Génoise italienne réussie - la méthode du pan di Spagna

Zacharie Cohen .

3 août 2026

Gâteau glacé en forme de dôme, garni de crème et de chocolat, saupoudré de cacao. Parfait pour une recette génoise.

Une génoise réussie doit être légère, souple et assez solide pour accueillir une crème ou un sirop sans s’effondrer.

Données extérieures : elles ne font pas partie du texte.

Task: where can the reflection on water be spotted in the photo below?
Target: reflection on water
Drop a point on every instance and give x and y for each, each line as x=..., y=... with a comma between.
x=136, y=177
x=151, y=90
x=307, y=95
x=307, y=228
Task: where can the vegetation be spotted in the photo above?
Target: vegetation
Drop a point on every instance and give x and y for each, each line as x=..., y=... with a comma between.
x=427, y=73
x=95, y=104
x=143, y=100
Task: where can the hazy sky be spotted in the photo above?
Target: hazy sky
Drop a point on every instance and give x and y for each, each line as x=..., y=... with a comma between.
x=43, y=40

Je vous propose ici une version classique inspirée du pan di Spagna italien, avec seulement des œufs, du sucre et de la farine, puis mes conseils pour obtenir une mie régulière, éviter les erreurs et choisir les meilleures garnitures.

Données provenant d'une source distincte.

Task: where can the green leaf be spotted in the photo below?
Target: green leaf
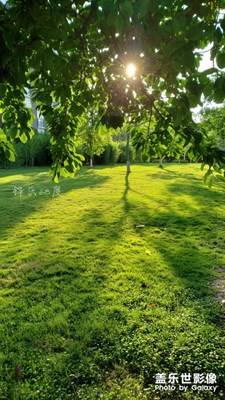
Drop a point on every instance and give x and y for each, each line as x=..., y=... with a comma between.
x=220, y=60
x=127, y=9
x=219, y=92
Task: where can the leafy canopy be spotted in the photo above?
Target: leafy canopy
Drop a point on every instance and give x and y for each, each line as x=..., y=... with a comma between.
x=72, y=54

La méthode tient à trois gestes précis

  • 120 g de farine et 120 g de sucre pour 4 œufs moyens.
  • Monter les œufs et le sucre pendant 10 à 12 minutes.
  • Incorporer la farine tamisée à la maryse, sans casser la mousse.
  • Cuire dans un moule de 20 cm à 170 °C pendant 25 à 30 minutes.
  • Laisser refroidir avant de trancher, puis imbiber légèrement si nécessaire.

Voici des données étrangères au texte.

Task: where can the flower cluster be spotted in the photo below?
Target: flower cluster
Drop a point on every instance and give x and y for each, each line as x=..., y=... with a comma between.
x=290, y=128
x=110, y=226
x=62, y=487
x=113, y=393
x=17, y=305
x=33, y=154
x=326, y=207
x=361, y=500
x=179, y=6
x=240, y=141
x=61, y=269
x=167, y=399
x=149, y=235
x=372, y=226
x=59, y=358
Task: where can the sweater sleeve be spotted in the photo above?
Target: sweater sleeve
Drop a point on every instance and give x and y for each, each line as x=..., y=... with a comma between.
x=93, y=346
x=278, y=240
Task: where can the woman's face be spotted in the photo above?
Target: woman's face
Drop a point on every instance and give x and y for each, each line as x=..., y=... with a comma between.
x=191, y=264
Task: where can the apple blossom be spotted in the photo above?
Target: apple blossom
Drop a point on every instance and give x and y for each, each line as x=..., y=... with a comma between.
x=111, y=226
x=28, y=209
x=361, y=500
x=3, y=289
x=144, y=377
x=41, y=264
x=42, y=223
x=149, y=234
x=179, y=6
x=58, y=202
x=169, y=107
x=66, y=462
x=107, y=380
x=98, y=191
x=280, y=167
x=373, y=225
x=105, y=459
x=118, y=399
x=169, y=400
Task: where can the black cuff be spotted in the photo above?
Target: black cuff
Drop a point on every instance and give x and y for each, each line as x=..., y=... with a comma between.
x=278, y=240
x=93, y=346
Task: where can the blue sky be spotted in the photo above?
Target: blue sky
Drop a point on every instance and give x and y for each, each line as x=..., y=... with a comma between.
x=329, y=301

Gâteau génoise à la crème et aux fraises, une recette simple et délicieuse pour un dessert léger et aérien.

Les ingrédients d’une génoise italienne bien équilibrée

Pour une recette de génoise destinée à un gâteau de 20 cm, je pars sur une proportion simple et fiable. Le poids des œufs sert de repère lorsque les tailles varient, mais quatre œufs moyens donnent généralement une base parfaitement adaptée à un gâteau familial.

Ingrédient Quantité Rôle
Œufs 4 Apportent la structure et le volume
Sucre semoule 120 g Stabilise la mousse et adoucit le biscuit
Farine T45 ou T55 120 g Donne la tenue à la pâte
Vanille ou zeste de citron Facultatif Apporte une note aromatique

Le pan di Spagna traditionnel ne contient ni levure chimique ni beurre. Son volume vient uniquement de l’air incorporé aux œufs. C’est ce qui lui donne une texture fine, mais aussi ce qui le rend sensible à un mélange trop énergique ou à une cuisson mal maîtrisée.

Je recommande de sortir les œufs du réfrigérateur environ 30 minutes avant de commencer. Des œufs à température ambiante montent plus facilement. Beurrez le fond du moule et tapissez-le de papier cuisson, mais évitez de graisser généreusement les parois, car la pâte a besoin de les accrocher pour grimper.

La préparation pas à pas sans perdre le volume

Monter les œufs avec le sucre

Préchauffez le four à 170 °C en chaleur statique. Placez les œufs entiers et le sucre dans la cuve du robot ou dans un grand saladier, puis fouettez à vitesse moyenne pendant 10 à 12 minutes.

La préparation est prête lorsqu’elle a triplé de volume, pâli et retombe en formant un ruban épais. J’utilise souvent ce test très simple. Si le ruban reste visible quelques secondes à la surface, la mousse est suffisamment foisonnée.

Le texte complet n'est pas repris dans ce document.